They use advertising, the courts, electronic locks, and none of it seems to work. People are still downloading an array of media from the web ("pirating" – a rather poor term). One reason for the continuing flow, according to two British researchers, is that people just don’t think what they’re doing is wrong, much less a crime.
The study was commissioned to find out if the anti-piracy message was having an impact on people’s attitudes.
Most campaigns in the UK have focused on the damage being done by software or film piracy.
They have also pushed the idea that consumers are supporting organised crime when they buy a game or DVD from someone in the street.
Despite ads in the cinema, magazines and newspapers, the message is falling on deaf ears.
I’m certainly not in favor of people stealing movies, software, music or other digital content. However, the overtly big-brotherish ads the motion picture people are using ("If you think you can get away with illegally trafficking in movies, think again.") are not in the least effective. Obviously, neither is the threat of legal action.
On the other end of things, the media industries would love to add all kinds of digital locks to their content – mandated by law if possible.
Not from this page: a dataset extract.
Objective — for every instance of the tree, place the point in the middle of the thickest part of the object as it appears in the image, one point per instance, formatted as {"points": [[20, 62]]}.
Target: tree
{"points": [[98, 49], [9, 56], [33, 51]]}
But history has shown that such things only offer a challenge to a few very talented people and make using the media difficult and annoying for the rest of us.
So, what’s the answer? I hate to tell the fat cat big media guys but they will never, NEVER completely eliminate the theft of their product. That’s just the reality of putting content in digital form. Once the file is available to more than one person, someone will find a way around any gate you put up.
The best they can do is create good content, at a fair price, that makes it convenient for people to move it around and use it any way they want to. I’d be willing to bet that any company adopting that approach will create a lot of something they are losing tons of now – customers.